In [3]:
# Display column names in each dataset to identify discrepancies
print("Scopus columns:", scopus_data.columns)
print("Web of Science columns:", wos_data.columns)
print("ScienceDirect columns:", sd_data.columns)

Scopus columns: Index(['Title', 'Authors', 'Year', 'Source', 'Source', 'Abstract', 'Keywords',
       'DOI', 'Document_Type'],
      dtype='object')
Web of Science columns: Index(['Publication Type', 'Authors', 'Book Authors', 'Book Editors',
       'Book Group Authors', 'Author Full Names', 'Book Author Full Names',
       'Group Authors', 'Article Title', 'Source', 'Book Series Title',
       'Book Series Subtitle', 'Language', 'Document_Type', 'Conference Title',
       'Conference Date', 'Conference Location', 'Conference Sponsor',
       'Conference Host', 'Keywords', 'Keywords', 'Abstract', 'Addresses',
       'Affiliations', 'Reprint Addresses', 'Email Addresses',
       'Researcher Ids', 'ORCIDs', 'Funding Orgs', 'Funding Name Preferred',
       'Funding Text', 'Cited References', 'Cited Reference Count',
       'Times Cited, WoS Core', 'Times Cited, All Databases',
       '180 Day Usage Count', 'Since 2013 Usage Count', 'Publisher',
       'Publisher City', 'Publisher Address'

In [4]:
# Define the columns we need
columns_to_keep = {
    "Title": ["Title", "primary_title", "Article Title"],
    "Authors": ["Authors", "Authors"],
    "Year": ["Year", "Year"],
    "Source": ["Source", "Source", "journal_name"],
    "Abstract": ["Abstract", "Abstract"],
    "Keywords": ["Keywords", "Keywords", "Keywords"],
    "DOI": ["DOI", "DOI", "DOI"],
    "Document_Type": ["Document_Type", "Publication Type", "type_of_reference"]
}

# Standardize column names in each dataframe
scopus_data.columns = [next((k for k, v in columns_to_keep.items() if col in v), col) for col in scopus_data.columns]
wos_data.columns = [next((k for k, v in columns_to_keep.items() if col in v), col) for col in wos_data.columns]
sd_data.columns = [next((k for k, v in columns_to_keep.items() if col in v), col) for col in sd_data.columns]


In [5]:
# Filter each dataset to retain only the specified columns
scopus_data = scopus_data[list(columns_to_keep.keys())]
wos_data = wos_data[list(columns_to_keep.keys())]
sd_data = sd_data[list(columns_to_keep.keys())]

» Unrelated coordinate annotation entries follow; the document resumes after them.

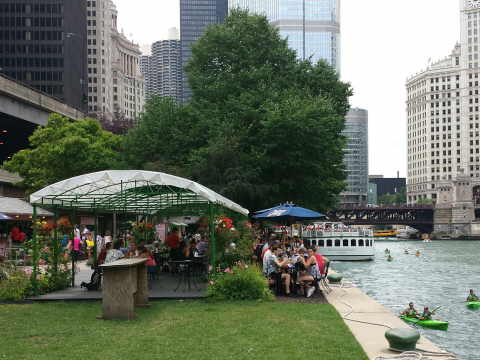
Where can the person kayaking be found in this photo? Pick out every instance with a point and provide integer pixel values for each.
(427, 314)
(472, 297)
(410, 311)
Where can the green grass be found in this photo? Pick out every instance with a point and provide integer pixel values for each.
(190, 330)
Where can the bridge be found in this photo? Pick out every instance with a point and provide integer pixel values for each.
(22, 109)
(25, 103)
(420, 217)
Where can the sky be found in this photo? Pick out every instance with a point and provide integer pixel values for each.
(383, 42)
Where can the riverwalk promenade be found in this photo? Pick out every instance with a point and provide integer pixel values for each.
(360, 312)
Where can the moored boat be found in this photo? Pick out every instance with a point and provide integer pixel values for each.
(339, 242)
(473, 304)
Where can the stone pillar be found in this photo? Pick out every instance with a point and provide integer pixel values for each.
(125, 285)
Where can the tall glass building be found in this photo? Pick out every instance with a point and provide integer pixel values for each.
(195, 16)
(312, 27)
(356, 158)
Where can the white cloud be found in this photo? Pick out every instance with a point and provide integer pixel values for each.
(383, 42)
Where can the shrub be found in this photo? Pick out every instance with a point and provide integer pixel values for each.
(242, 282)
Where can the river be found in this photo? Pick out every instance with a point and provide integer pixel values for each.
(441, 276)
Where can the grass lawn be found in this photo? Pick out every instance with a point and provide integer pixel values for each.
(190, 330)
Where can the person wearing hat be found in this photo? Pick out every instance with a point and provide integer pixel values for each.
(472, 296)
(427, 314)
(410, 311)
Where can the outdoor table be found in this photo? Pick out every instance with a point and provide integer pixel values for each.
(125, 286)
(186, 274)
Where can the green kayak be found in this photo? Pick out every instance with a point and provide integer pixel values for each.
(432, 324)
(473, 304)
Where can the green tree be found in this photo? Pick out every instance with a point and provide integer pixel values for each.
(63, 149)
(399, 198)
(163, 138)
(262, 127)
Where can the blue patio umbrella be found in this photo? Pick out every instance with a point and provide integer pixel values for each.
(287, 213)
(5, 217)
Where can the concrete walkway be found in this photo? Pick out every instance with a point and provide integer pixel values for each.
(358, 306)
(162, 288)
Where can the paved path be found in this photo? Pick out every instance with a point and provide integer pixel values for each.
(361, 307)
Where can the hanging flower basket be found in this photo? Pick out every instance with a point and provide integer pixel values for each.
(64, 225)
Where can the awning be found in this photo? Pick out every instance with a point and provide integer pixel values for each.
(17, 208)
(132, 191)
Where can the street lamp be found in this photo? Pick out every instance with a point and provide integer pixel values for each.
(70, 35)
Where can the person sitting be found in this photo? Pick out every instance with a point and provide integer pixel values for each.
(427, 314)
(114, 254)
(312, 273)
(103, 253)
(132, 250)
(410, 311)
(151, 264)
(472, 296)
(202, 246)
(274, 266)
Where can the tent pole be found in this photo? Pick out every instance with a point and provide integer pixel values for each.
(35, 252)
(212, 237)
(71, 247)
(95, 234)
(55, 242)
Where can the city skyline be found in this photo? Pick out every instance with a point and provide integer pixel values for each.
(375, 61)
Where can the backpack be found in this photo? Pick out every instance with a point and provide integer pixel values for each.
(95, 281)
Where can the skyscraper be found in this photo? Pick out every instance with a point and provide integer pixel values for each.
(163, 68)
(115, 83)
(356, 157)
(43, 43)
(311, 27)
(195, 16)
(443, 115)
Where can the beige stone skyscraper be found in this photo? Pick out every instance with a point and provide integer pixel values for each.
(115, 83)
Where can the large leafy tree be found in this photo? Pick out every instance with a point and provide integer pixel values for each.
(63, 149)
(274, 122)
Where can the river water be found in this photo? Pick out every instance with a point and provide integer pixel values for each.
(441, 276)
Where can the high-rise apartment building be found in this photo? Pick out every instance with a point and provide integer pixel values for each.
(195, 16)
(311, 27)
(145, 69)
(356, 158)
(443, 115)
(43, 45)
(163, 68)
(115, 83)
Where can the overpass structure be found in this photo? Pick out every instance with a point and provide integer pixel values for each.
(22, 102)
(420, 217)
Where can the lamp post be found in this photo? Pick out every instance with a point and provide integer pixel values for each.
(304, 30)
(70, 35)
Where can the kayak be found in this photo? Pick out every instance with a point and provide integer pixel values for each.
(473, 304)
(432, 324)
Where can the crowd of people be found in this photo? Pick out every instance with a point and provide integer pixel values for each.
(289, 266)
(411, 312)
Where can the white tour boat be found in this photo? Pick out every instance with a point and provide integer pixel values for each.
(340, 242)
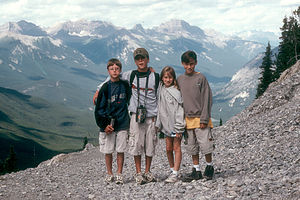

# Confirming column alignment
print("Scopus data columns:", scopus_data.columns)
print("Web of Science data columns:", wos_data.columns)
print("ScienceDirect data columns:", sd_data.columns)

Scopus data columns: Index(['Title', 'Authors', 'Year', 'Source', 'Source', 'Abstract', 'Keywords',
       'DOI', 'Document_Type'],
      dtype='object')
Web of Science data columns: Index(['Title', 'Authors', 'Year', 'Source', 'Abstract', 'Keywords',
       'Keywords', 'DOI', 'Document_Type', 'Document_Type'],
      dtype='object')
ScienceDirect data columns: Index(['Title', 'Authors', 'Year', 'Source', 'Abstract', 'Keywords', 'DOI',
       'Document_Type'],
      dtype='object')


In [6]:
# Drop duplicate columns in Scopus, Web of Science, and ScienceDirect dataframes

# For Scopus - Drop the second occurrence of 'Source'
scopus_data = scopus_data.loc[:, ~scopus_data.columns.duplicated()]

# For Web of Science - Drop the second occurrence of 'Keywords' and 'Document_Type'
wos_data = wos_data.loc[:, ~wos_data.columns.duplicated()]

# ScienceDirect already looks clean, but this ensures no duplicates
sd_data = sd_data.loc[:, ~sd_data.columns.duplicated()]

# Confirm column alignment after cleaning
print("Scopus data columns:", scopus_data.columns)
print("Web of Science data columns:", wos_data.columns)
print("ScienceDirect data columns:", sd_data.columns)

Scopus data columns: Index(['Title', 'Authors', 'Year', 'Source', 'Abstract', 'Keywords', 'DOI',
       'Document_Type'],
      dtype='object')
Web of Science data columns: Index(['Title', 'Authors', 'Year', 'Source', 'Abstract', 'Keywords', 'DOI',
       'Document_Type'],
      dtype='object')
ScienceDirect data columns: Index(['Title', 'Authors', 'Year', 'Source', 'Abstract', 'Keywords', 'DOI',
       'Document_Type'],
      dtype='object')


In [7]:
# Concatenate all datasets
combined_data = pd.concat([scopus_data, wos_data, sd_data], ignore_index=True)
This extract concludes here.